¹ estória: mesmo que história

(não obstante haver “histórias”, que de repetidas transformaram-se em verdades absolutas).

 

Em NÓS, as cores são indispensáveis.

Nos trabalhos apresentados pelo artista Paulo Roberto Pugialli, apesar de a maior parte das pessoas não perceberem: cada azul, cada verde, cada vermelho, etc., eles não são iguais. Um dos motivos sacados pelo artista está em ser desenvolvido para ficar, seu trabalho, longe de algo a passar perto do “belo” - belo, somos todos nós. Parece, também, que a coisa “sem ordem” é o barato de seu trabalho. O assunto foco, segundo ele, é a lida com o homem, com o ambiente deste homem – que, por destes “acasos” da vida: somos nós mesmos - aqueles a assistir – isso mesmo: a assistir a exposição NÓS.

 

Por que assistir?

 

A parada verdadeira de uma exposição como esta, é sentar... e assistir. Vê-la transitar à frente de nosso olhar. 

Se você, de maneira rebelde, fizer o oposto: passar o olhar pelos trabalhos, não vai, em primeiro lugar: sacar nada daquilo que está a rolar frente a você.
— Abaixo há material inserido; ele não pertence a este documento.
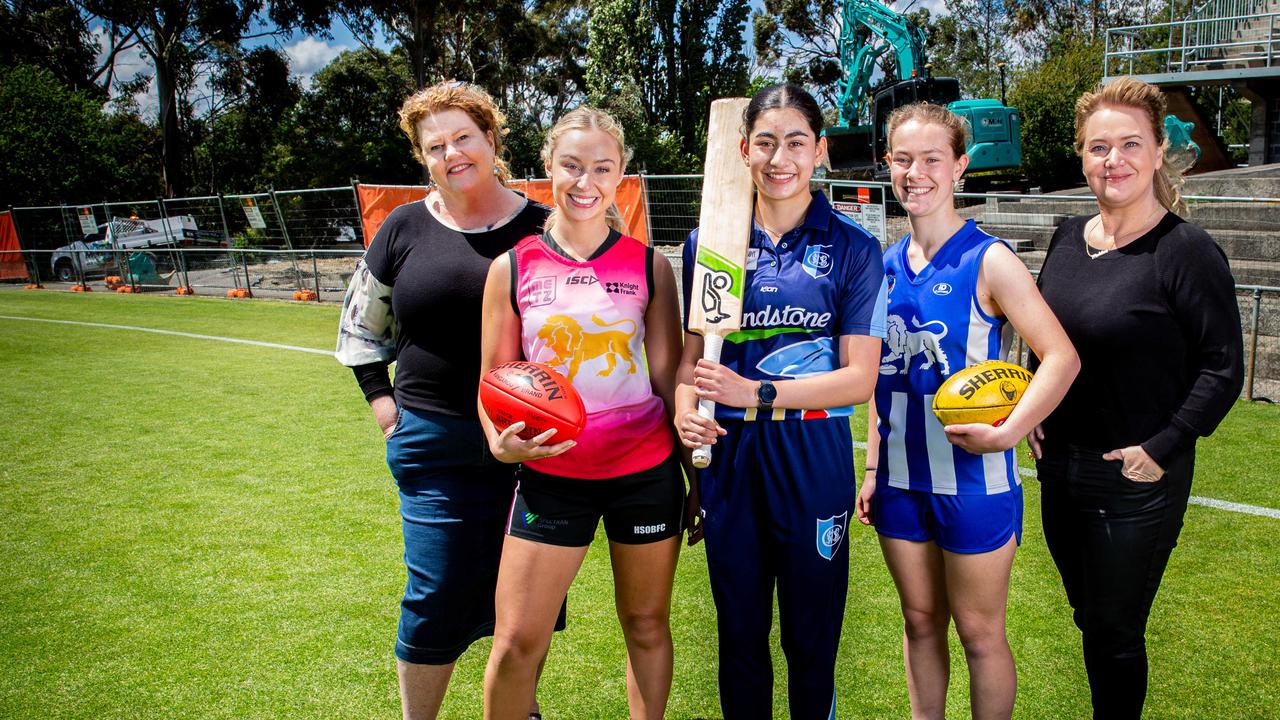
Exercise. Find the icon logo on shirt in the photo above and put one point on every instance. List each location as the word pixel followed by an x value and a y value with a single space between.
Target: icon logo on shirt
pixel 613 287
pixel 542 291
pixel 816 261
pixel 830 533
Em segundo lugar: irá estar a perder as tremendas viagens que se desenvolvem através das transparências e traçados elaborados - isto sem falar do trabalho que irá estar exposto no chão.

É isso mesmo: haverá um trabalho que ficará, literalmente, no chão – e a cada dia da exposição, este trabalho irá estar tomando formas diferentes.

 

Nada, no trabalho deste artista, é descanso ou repouso.

Há, sim, sem dúvida alguma: total zelo.

 

Cor, pra ele, é proposição.

A propósito: não somos cor?

 

(Cores, não obstante, que perdidas em meio aos hábitos e práticas vãs).

 

 

P. A. Trados

2014

 

As obras da exposição NÓS tratam das inabilidadees e inadaptalidades frequentemente desenvolvidas por nós, homens; cito:

- casos como o das falsas subversões dos valores os quais valores denominamos são como se fossem números de/em uma adição.

 

Creio ser o tema, um sujeito bastante pertinente para nossa contemporâneidade.

 

Para que me expresso assim?

 

Vejo a arte como para exprimir sobre assuntos, justamente, cotidianos; para um fim reflexivo daqueles que a assistem.

 

Numerosos eventos artísticos têm, minha opinião, sido perdidos por estarem a preocupar-se, de maneira ou outra, por simplesmente apresentarem o “belo” - (mas o belo somos nós!)

 

[digo, mas observo: em NÓS, os trabalhos estão a propor interesse em pensarmos].

 

 

São trabalhos dentro de grandes dimensões.

Uns estarão suspensos, outros encostados em paredes ou em seus cantos.

Algum, “embolado”, exposto no chão.

Porém, todos com nós como nós.

 

São as imagens deles: interessantes.

 

Os nós, em escala ampliada, são elaborados a partir dos nós utilizados por nós no cotidiano.

Alguns dentre estes nós vão estar exibidos em todo o ambiente expositivo.

A síntese de NÓS é um conjunto de trabalhos “alegóricos”, “metafóricos”, e, que buscam igualmente ser como “parábolas”.